A silly question: but it seems to me that the auto_ml trains only the relevant GradientBoosting model by default. In order for it to train and choose from multiple models, do we just specify the models that we want to train and choose from in the model_names param?

Thanks

From the API:

model_names (list of strings) – [default- relevant ‘GradientBoosting’] Which model(s) to try. Includes many scikit-learn models, deep learning with Keras/TensorFlow, and Microsoft’s LightGBM. Currently available options from scikit-learn are [‘ARDRegression’, ‘AdaBoostClassifier’, ‘AdaBoostRegressor’, ‘BayesianRidge’, ‘ElasticNet’, ‘ExtraTreesClassifier’, ‘ExtraTreesRegressor’, ‘GradientBoostingClassifier’, ‘GradientBoostingRegressor’, ‘Lasso’, ‘LassoLars’, ‘LinearRegression’, ‘LogisticRegression’, ‘MiniBatchKMeans’, ‘OrthogonalMatchingPursuit’, ‘PassiveAggressiveClassifier’, ‘PassiveAggressiveRegressor’, ‘Perceptron’, ‘RANSACRegressor’, ‘RandomForestClassifier’, ‘RandomForestRegressor’, ‘Ridge’, ‘RidgeClassifier’, ‘SGDClassifier’, ‘SGDRegressor’]. If you have installed XGBoost, LightGBM, or Keras, you can also include [‘DeepLearningClassifier’, ‘DeepLearningRegressor’, ‘LGBMClassifier’, ‘LGBMRegressor’, ‘XGBClassifier’, ‘XGBRegressor’]. By default we choose scikit-learn’s ‘GradientBoostingRegressor’ or ‘GradientBoostingClassifier’, or if XGBoost is installed, ‘XGBRegressor’ or ‘XGBClassifier’.

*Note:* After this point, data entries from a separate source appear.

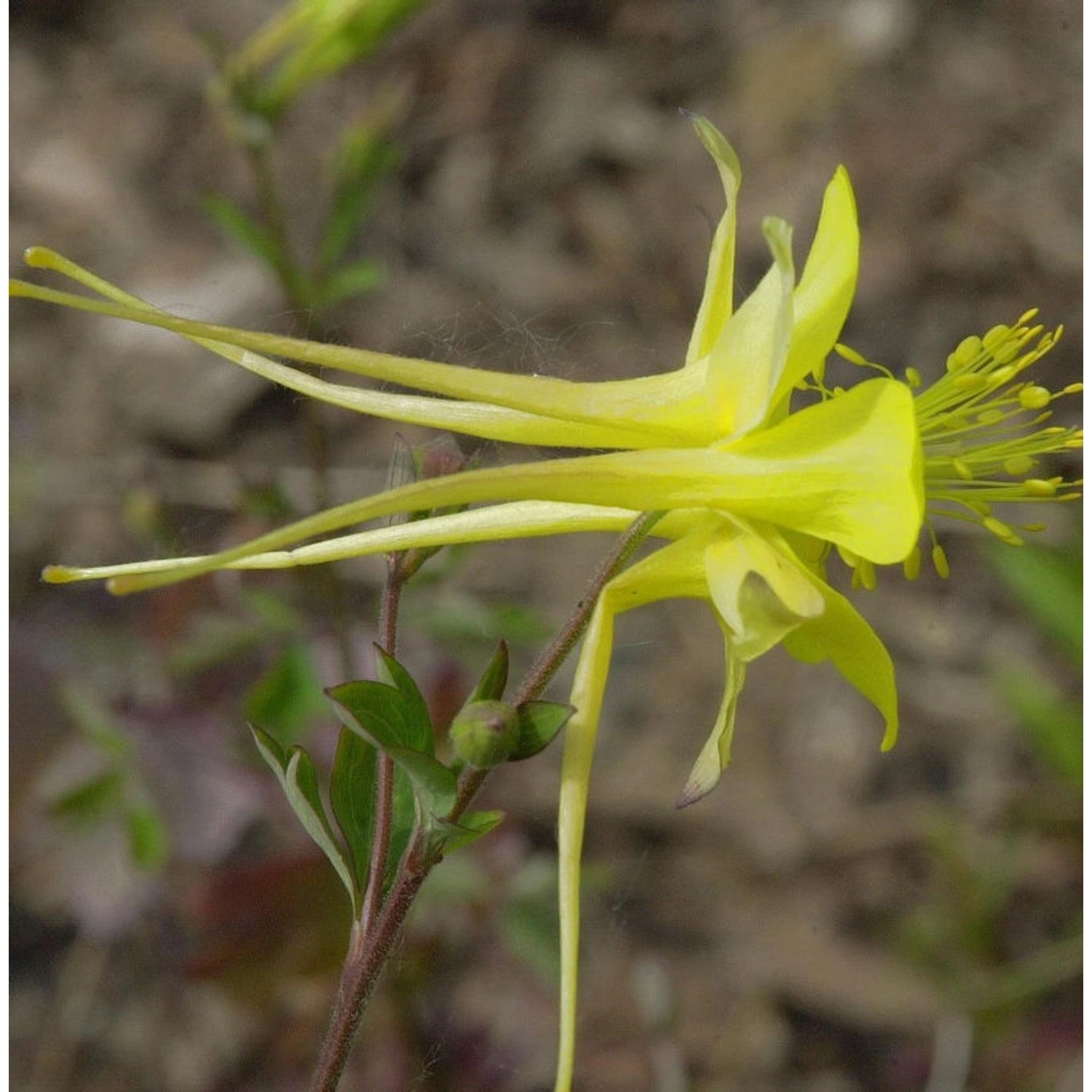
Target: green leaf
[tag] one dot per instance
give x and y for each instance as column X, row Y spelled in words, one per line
column 363, row 159
column 242, row 229
column 470, row 828
column 382, row 714
column 539, row 722
column 301, row 783
column 397, row 722
column 288, row 696
column 353, row 799
column 1050, row 585
column 91, row 799
column 1054, row 727
column 494, row 678
column 148, row 836
column 95, row 721
column 347, row 282
column 393, row 674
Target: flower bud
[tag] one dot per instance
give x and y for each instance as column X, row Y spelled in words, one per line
column 485, row 733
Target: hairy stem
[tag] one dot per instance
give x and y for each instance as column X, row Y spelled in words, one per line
column 375, row 934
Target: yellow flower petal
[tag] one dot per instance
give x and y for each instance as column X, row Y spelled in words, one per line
column 716, row 307
column 713, row 757
column 759, row 593
column 842, row 636
column 823, row 296
column 747, row 360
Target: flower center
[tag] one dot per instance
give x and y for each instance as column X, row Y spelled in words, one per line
column 983, row 432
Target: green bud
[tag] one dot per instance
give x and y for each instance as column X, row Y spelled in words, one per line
column 485, row 733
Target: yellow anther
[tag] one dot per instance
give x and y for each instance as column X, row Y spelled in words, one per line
column 1034, row 397
column 1002, row 531
column 1042, row 487
column 1016, row 465
column 995, row 336
column 965, row 353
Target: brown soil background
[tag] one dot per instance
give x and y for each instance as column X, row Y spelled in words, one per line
column 550, row 213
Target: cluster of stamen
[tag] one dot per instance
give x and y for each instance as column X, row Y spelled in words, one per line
column 983, row 430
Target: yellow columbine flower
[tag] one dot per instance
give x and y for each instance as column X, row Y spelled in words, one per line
column 753, row 495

ClimbsRocks commented 7 years ago

yep, that's exactly what model_names is for! let me know if any of that is unclear.

so, if you want to compare a bunch of models, you can do something like this

ml_predictor.train(data, model_names=['LGBMRegressor', 'XGBRegressor', 'DeepLearningRegressor', 'LinearRegression', 'RandomForestRegressor'])

we'll then run cross-validation to choose the best model.

in general, auto_ml does a lot of this: minimizes the amount of setting-tweaking you have to do by default, but gives you most of the ability to customize yourself if you want to pass in a few more params. for instance, trainin_params={'learning_rate': 0.2, 'n_estimators': 500} will set those as parameters for the model being trained.

let me know if you have any other questions as you use this more! i'm going to close this issue, but please keep opening new ones with more questions!